Bisogna anzitutto distinguere l’estrema destra istituzionale dal Nuovo fronte popolare (Nfp). La prima, formata dal Rassemblement national (Rn) di Marine Le Pen e Jordan Bardella e dal piccolo partito di Éric Ciotti, Unione dei diritti per la Repubblica, forma un gruppo omogeneo dal punto di vista ideologico. Nfp, invece, è composto non solo dalla radicalità della France insoumise di Jean-Luc Mélenchon, ma anche da un Partito socialista dove per la maggior parte i suoi esponenti sono riformisti e ripudiano questa radicalità.

Detto questo, l’istituzionalizzazione di Rn è tale che oggi le passerelle tra l’attuale governo e il partito di Le Pen sono chiare e nette.

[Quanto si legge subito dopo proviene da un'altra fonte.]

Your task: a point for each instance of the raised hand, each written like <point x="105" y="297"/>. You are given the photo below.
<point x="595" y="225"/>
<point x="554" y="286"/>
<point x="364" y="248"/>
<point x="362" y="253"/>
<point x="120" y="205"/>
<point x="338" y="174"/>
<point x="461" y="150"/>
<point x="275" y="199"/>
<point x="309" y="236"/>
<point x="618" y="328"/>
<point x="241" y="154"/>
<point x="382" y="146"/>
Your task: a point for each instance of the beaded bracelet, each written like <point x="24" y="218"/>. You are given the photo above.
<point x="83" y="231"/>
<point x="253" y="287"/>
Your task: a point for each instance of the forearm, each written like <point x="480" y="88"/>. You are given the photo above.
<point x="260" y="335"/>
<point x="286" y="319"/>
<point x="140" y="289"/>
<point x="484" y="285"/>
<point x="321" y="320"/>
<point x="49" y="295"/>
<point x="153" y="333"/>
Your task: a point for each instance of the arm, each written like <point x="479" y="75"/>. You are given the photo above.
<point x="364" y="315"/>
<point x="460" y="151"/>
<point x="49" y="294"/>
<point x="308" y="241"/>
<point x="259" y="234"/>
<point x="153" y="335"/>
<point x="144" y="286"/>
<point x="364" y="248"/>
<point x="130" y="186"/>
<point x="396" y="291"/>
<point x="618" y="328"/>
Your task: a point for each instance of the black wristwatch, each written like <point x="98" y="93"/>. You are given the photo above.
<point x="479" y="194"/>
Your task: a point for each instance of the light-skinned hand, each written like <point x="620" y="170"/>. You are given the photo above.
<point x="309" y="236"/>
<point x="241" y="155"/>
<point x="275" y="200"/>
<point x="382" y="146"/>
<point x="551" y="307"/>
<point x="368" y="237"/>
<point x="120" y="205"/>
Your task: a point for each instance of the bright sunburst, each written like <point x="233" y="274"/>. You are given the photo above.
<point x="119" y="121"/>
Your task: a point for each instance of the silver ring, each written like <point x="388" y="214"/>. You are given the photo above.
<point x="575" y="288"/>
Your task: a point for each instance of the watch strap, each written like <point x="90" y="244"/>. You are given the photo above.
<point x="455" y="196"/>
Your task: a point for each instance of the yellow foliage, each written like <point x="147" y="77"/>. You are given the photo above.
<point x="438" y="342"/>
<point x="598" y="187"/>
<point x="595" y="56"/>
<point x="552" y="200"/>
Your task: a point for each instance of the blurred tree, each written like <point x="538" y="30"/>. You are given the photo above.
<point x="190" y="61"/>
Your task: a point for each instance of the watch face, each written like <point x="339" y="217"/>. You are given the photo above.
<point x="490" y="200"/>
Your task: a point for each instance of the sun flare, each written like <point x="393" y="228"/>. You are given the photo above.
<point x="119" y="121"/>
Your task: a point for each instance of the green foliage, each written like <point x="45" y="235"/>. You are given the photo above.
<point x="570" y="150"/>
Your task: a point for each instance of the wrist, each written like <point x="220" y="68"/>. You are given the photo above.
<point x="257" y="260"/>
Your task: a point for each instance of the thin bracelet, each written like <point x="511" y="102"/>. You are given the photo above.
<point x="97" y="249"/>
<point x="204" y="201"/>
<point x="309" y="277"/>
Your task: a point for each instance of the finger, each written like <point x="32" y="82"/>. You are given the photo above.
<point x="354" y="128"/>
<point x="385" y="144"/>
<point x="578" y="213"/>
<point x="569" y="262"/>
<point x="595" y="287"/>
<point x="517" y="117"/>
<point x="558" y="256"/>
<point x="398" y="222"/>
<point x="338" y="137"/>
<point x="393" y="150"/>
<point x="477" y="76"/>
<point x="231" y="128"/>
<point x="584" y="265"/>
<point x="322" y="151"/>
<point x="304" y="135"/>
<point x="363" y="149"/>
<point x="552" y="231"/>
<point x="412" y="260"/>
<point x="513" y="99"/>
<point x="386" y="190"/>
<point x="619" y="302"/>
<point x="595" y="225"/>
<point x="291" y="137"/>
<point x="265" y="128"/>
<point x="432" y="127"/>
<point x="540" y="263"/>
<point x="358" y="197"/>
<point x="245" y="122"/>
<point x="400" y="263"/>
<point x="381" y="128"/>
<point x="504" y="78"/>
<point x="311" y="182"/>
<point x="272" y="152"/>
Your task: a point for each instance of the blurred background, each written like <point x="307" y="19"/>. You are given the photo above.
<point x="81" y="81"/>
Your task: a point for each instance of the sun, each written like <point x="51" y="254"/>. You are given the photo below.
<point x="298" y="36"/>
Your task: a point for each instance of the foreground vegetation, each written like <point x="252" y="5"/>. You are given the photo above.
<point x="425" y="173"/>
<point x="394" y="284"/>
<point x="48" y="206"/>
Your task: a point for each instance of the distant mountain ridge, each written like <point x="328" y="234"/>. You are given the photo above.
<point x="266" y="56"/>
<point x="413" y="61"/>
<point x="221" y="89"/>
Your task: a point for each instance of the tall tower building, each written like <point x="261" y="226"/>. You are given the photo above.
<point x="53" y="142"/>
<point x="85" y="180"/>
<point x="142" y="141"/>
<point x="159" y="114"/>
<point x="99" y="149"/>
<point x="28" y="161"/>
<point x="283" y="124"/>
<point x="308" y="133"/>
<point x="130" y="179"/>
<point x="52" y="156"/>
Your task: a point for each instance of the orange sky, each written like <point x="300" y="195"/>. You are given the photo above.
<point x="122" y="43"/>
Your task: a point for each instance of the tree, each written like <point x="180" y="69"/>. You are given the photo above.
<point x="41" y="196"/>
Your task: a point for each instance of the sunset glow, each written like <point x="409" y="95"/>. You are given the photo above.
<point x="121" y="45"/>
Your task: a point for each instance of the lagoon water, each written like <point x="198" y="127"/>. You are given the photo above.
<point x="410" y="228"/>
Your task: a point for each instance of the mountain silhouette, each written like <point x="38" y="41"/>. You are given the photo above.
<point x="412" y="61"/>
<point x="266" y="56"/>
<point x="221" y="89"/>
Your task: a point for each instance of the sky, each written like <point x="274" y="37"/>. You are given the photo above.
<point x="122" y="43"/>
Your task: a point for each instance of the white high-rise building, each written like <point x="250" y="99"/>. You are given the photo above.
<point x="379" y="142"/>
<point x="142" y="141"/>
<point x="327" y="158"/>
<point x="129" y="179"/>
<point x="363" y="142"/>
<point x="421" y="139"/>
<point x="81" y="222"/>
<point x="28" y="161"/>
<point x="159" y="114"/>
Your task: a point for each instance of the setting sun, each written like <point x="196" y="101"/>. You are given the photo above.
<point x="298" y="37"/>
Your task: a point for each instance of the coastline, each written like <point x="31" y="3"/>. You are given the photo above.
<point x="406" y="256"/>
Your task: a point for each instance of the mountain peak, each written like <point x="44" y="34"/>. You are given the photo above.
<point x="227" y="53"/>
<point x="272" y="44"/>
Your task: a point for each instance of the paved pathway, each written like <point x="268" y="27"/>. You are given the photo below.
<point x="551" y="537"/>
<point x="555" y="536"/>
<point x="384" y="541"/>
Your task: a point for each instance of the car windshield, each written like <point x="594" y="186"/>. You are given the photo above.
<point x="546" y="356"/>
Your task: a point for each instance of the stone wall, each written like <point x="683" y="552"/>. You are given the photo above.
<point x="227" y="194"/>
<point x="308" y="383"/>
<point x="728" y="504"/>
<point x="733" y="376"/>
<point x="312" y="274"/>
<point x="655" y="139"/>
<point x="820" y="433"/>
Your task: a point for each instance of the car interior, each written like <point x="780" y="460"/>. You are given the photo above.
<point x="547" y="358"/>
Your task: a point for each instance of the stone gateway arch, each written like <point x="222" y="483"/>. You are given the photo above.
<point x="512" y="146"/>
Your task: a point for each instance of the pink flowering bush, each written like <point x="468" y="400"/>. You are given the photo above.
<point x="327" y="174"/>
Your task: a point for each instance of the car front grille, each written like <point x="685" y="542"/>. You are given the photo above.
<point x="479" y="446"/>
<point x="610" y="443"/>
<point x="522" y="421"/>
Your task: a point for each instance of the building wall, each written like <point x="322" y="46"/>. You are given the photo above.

Il presidente della Repubblica, Emmanuel Macron, non può più muoversi senza dialogare con Rn. Tuttavia, il partito lepenista è minoritario all’Assemblea nazionale: da solo non ha il potere di far cadere il governo. Potrà farlo solo votando una mozione di censura assieme a Nfp. Oggi, Macron mi sembra comunque un leader alla deriva, privo di visione politica a lungo termine, che vive alla giornata e si trova costretto a dare delle garanzie a Rn. La nomina di Michel Barnier a Matignon è stata possibile solo grazie al placet di Marine Le Pen, che ha deciso di dare una chance all’ex capo negoziatore dell’Ue per la Brexit. Barnier ha posizioni simili a Rn sull’immigrazione: c’è già, dunque, un’armonia ideologica tra la formazione sovranista e il nuovo capo dell’esecutivo. Macron è il principale responsabile della situazione attuale, ma la gauche, e in particolare la France insoumise, non è esente da colpe.

Mettendo il veto alla nomina a Matignon di Bernard Cazeneuve, ex ministro dell’Interno socialista e già premier sotto la presidenza di François Hollande, ha preferito la destra sostenuta dall’estrema destra alla sinistra. Nel comportamento della France insoumise, c’è una radicalità che fa sì che l’odio verso la sinistra riformista sia più forte dell’avvicinamento tra la destra e l’estrema destra cui stiamo assistendo in Francia.

Michel Wieviorka, sociologo e ex direttore del Centro di analisi e di intervento sociologico (Cadis) all’École des Hautes Études en Sciences Sociales


Comunque in ostaggio

Emmanuel Macron, messo alle strette, ha nominato un nuovo primo ministro la cui sopravvivenza, assieme a quella del governo, dipenderà dal sostegno del Rassemblement national di Marine Le Pen, un partito il cui marchio di fabbrica è il rifiuto della vibrante diversità multiculturale della Francia. Se Le Pen ordinasse al suo blocco parlamentare di ritirare il suo appoggio provvisorio e di votare la sfiducia contro la nuova amministrazione di Barnier, un esponente conservatore ed ex ministro degli Esteri, il governo crollerebbe immediatamente. (Tre quarti dei francesi intervistati dopo la nomina di Barnier hanno dichiarato di aspettarsi che il governo cada presto).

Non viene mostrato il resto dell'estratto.